22 nm Larrabee

dnavas · Nov 15, 2012

rpg.314 said:
Look at the SRAM size he is promising. 256 MB / chip

Hmm, I missed that -- where did you see that?
I see 256GB NVRAM (whatever that means) with 1.6TB/s and 16TF, and I see 1024 L2s, but not seeing onboard sram sizes -- you must be looking at a different slide?

Man from Atlantis · Nov 15, 2012

A1xLLcqAgt0qc2RyMz0y said:
The Xeon Phi 5110P only comes in at 1.01 Peak DP TFlops and burns 225 watts on the 22nm process.

http://techreport.com/news/23884/intel-joins-the-data-parallel-computing-fraternity-with-xeon-phi

The Tesla K20X has 1.31 Peak DP TFlops and burns 235 watts on the 28nm process.

http://techreport.com/news/23882/nvidia-intros-tesla-k20-series-as-titan-snags-top500-lead

The Xeon Phi 5110P is 23% slower than the Tesla K20X yet burns about the same power and is on a newer process (22nm). It look pretty underwhelming to me.

and GK110 has tons of non compute stuff.. imagine how many more cores could nv have added instead.. not to mention a full node handicap

rpg.314 · Nov 16, 2012

dnavas said:
Hmm, I missed that -- where did you see that?
I see 256GB NVRAM (whatever that means) with 1.6TB/s and 16TF, and I see 1024 L2s, but not seeing onboard sram sizes -- you must be looking at a different slide?

That slide has been going around for a while. It says each L2 is 256K.

gl33k · Nov 19, 2012

SRAM is the memory used for L1/L2 cache right ?
jesus , 256MByte of this would be devastating

Blazkowicz · Nov 19, 2012

NVRAM can also be MRAM or whatever available (plain DRAM with battery or supercapacitor backup also qualifies, it's why you lose your BIOS settings if you remove the coin shaped battery on your motherboard. You've got NVRAM there)

But, I assumed these 256GB are not the NVRAM. Did you miss the multiple "DRAM cubes"?

. 256GB are on multiple stacks of DRAM on interposer, that's not too bad either.

dnavas · Nov 26, 2012

Blazkowicz said:
NVRAM can also be MRAM or whatever available (plain DRAM with battery or supercapacitor backup also qualifies

Oh, non-volatile. Hah, I'll not embarrass myself and explain what I thought it stood for :>

But, I assumed these 256GB are not the NVRAM. Did you miss the multiple "DRAM cubes"? . 256GB are on multiple stacks of DRAM on interposer, that's not too bad either.

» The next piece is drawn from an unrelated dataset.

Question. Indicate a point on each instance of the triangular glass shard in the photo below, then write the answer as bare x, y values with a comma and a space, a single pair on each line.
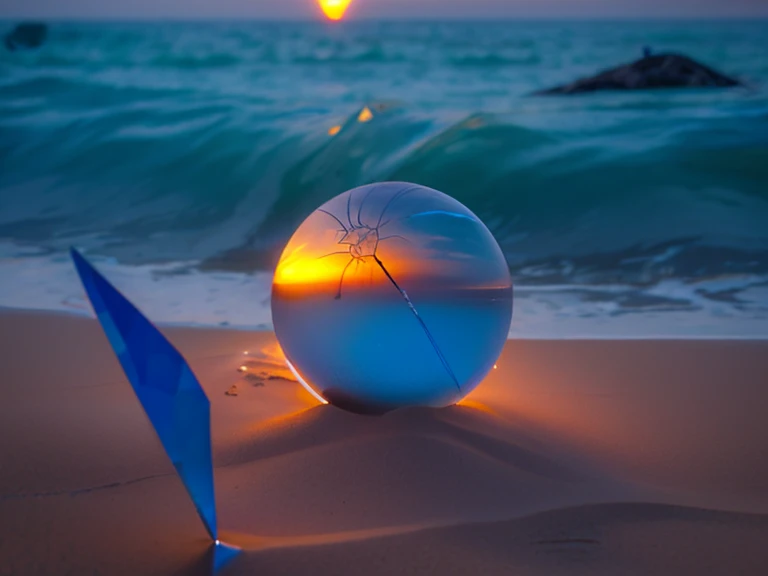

Well, I'm running on memory here, but it seemed like that was on-chip, and I had trouble imagining 256GB on an interposer. Some serious potential bandwidth with 256GB onboard....

Blazkowicz · Nov 26, 2012

I now have trouble imagining 256GB on interposer too but it doesn't feel too impossible in 2020 for the highest end chip ever. They would kind of max out the tech.

I believe there was confusion with rpg.314 reading 256 MB and concluding it was SRAM, but I'm 100% sure 256 GB is written there.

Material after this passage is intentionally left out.